Girare l’intero film con delle GoPro, oltretutto, si è rivelata un’idea convincente a metà. L’effetto “tondeggiante” ai margini del video è molto evidente e alla lunga può dare fastidio durante le scene più caotiche e concitate, che costituiscono un buon settanta percento del film.

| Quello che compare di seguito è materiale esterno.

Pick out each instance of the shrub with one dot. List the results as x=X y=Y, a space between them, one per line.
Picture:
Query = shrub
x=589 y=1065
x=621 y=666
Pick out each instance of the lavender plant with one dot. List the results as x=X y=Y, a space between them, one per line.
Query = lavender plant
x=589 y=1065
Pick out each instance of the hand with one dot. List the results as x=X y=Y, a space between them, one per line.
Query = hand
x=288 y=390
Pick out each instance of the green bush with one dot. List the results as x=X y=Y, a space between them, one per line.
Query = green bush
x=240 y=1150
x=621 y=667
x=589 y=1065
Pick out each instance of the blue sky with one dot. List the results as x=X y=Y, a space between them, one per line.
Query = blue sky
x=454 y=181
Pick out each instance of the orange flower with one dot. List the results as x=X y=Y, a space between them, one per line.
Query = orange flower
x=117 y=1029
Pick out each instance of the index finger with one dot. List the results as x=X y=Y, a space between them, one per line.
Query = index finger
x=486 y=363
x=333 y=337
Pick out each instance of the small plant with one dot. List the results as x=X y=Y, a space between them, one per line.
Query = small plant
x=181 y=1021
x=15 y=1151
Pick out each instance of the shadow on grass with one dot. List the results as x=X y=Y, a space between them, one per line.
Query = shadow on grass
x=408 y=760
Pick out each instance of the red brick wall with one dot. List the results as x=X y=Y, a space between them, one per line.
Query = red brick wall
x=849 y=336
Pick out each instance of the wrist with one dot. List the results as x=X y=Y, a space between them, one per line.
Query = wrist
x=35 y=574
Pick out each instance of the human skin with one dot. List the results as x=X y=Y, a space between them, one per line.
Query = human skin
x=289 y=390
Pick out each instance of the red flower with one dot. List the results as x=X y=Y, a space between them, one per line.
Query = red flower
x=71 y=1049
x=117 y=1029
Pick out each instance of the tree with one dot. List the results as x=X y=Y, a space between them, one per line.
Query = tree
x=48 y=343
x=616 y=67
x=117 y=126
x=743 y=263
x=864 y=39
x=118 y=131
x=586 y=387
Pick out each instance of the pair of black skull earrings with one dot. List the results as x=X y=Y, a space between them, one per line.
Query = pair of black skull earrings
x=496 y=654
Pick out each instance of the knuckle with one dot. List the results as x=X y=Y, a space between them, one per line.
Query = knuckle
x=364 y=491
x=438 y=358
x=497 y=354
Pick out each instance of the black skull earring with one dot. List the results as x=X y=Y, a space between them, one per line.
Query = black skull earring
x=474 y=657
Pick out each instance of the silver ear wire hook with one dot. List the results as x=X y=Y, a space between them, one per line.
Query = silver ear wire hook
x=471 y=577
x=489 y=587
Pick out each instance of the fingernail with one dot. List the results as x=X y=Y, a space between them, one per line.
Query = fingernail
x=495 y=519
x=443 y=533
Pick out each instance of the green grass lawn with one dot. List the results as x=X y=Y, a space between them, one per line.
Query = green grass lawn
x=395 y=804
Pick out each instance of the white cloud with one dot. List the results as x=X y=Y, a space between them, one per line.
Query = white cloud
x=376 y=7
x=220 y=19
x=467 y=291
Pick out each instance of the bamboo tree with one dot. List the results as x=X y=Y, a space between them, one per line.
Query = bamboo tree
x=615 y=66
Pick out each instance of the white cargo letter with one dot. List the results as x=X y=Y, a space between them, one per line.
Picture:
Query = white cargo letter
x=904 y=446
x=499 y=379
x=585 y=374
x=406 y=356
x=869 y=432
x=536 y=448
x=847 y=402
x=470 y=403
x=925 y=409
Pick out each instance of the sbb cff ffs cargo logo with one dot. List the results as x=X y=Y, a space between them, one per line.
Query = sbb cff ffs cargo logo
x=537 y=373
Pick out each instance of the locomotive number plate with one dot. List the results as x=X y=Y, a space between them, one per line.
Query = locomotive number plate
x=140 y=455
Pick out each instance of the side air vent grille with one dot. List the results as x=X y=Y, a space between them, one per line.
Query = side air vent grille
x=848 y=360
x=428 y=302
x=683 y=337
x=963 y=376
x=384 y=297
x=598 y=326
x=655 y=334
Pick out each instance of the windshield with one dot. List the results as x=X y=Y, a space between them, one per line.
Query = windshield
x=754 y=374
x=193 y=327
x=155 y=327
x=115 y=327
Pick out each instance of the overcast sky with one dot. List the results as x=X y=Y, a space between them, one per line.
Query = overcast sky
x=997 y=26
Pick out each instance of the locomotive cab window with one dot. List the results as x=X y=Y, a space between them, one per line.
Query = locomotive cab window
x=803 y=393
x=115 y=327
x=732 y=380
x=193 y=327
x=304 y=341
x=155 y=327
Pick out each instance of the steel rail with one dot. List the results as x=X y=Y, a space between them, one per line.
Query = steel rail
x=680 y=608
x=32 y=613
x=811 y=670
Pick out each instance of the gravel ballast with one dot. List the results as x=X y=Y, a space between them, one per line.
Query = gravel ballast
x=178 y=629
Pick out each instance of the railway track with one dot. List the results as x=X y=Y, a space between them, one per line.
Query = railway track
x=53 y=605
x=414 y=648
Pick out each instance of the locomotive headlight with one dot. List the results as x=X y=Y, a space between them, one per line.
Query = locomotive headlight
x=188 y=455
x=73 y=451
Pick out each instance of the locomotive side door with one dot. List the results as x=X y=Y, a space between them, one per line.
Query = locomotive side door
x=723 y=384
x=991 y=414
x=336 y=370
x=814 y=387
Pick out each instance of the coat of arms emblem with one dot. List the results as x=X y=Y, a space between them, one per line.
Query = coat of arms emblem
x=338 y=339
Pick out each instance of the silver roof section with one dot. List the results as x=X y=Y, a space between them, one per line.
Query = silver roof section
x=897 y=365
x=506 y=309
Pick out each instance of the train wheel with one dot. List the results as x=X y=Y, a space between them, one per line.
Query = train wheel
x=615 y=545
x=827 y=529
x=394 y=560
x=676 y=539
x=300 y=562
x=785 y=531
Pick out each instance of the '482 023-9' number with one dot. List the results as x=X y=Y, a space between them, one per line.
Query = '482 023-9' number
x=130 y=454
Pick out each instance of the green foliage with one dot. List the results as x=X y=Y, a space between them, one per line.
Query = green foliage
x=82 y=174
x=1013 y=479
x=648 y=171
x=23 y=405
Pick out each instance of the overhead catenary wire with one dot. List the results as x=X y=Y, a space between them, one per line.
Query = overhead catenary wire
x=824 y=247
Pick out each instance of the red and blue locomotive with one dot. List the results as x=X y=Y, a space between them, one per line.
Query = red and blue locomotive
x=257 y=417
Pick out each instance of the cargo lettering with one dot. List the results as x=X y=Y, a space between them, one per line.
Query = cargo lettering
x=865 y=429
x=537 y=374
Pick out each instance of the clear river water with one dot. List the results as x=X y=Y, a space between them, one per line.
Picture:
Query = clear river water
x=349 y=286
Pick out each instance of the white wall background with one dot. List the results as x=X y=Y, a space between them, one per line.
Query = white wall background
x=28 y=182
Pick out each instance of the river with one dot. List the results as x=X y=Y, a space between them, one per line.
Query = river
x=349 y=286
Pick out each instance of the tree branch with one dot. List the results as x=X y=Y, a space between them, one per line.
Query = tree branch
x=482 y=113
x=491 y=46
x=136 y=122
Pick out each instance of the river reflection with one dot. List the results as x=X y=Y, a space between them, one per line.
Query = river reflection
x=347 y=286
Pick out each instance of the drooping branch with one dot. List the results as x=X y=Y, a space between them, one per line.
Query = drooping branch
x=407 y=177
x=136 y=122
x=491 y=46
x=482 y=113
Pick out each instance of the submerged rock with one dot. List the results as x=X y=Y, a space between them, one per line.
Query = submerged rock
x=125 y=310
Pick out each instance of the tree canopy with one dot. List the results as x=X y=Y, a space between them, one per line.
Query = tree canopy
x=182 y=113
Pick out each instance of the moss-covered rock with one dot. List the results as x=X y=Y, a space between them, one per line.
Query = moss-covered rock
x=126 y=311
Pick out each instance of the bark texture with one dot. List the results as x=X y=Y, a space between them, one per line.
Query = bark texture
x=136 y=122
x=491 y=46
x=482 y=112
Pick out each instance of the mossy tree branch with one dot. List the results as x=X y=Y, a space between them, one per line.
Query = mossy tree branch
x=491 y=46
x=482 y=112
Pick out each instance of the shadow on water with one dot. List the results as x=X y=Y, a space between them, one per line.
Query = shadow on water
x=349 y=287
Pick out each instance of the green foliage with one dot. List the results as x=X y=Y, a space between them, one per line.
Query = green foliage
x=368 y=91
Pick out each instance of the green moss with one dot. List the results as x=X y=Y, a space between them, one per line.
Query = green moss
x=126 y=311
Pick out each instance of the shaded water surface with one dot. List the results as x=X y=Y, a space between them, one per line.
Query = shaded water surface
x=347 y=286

Si tratta insomma di un’opera capace di sperimentare e indicare una direzione tutta nuova, di una prova registica interessante e da valutare attentamente, se non altro perché incentiva lo sviluppo di un filone cinematografico di cui se ne intuiscono chiaramente i contorni; è una pellicola che tende la mano al nostro medium, replica l’estetica di uno dei generi più popolari e ne loda indirettamente la struttura facendola propria. Si tratta però di un film imperfetto, che avrebbe beneficiato senz’altro di mezzi più adeguati e di una maggiore attenzione a particolari non esattamente marginali per la godibilità dell’utente finale. Hardcore! è forse il sogno di tanti videogiocatori che diventa realtà, ma è anche un film appena sufficiente, a cui serviva una pianificazione più profonda. Se siete tra coloro che non disdegnano mai un’insana dose di violenza gratuita, azione a tutto campo ed esigono in definitiva un’esperienza visiva completamente nuova e diversa da tutto il resto, dovreste quantomeno dargli una chance.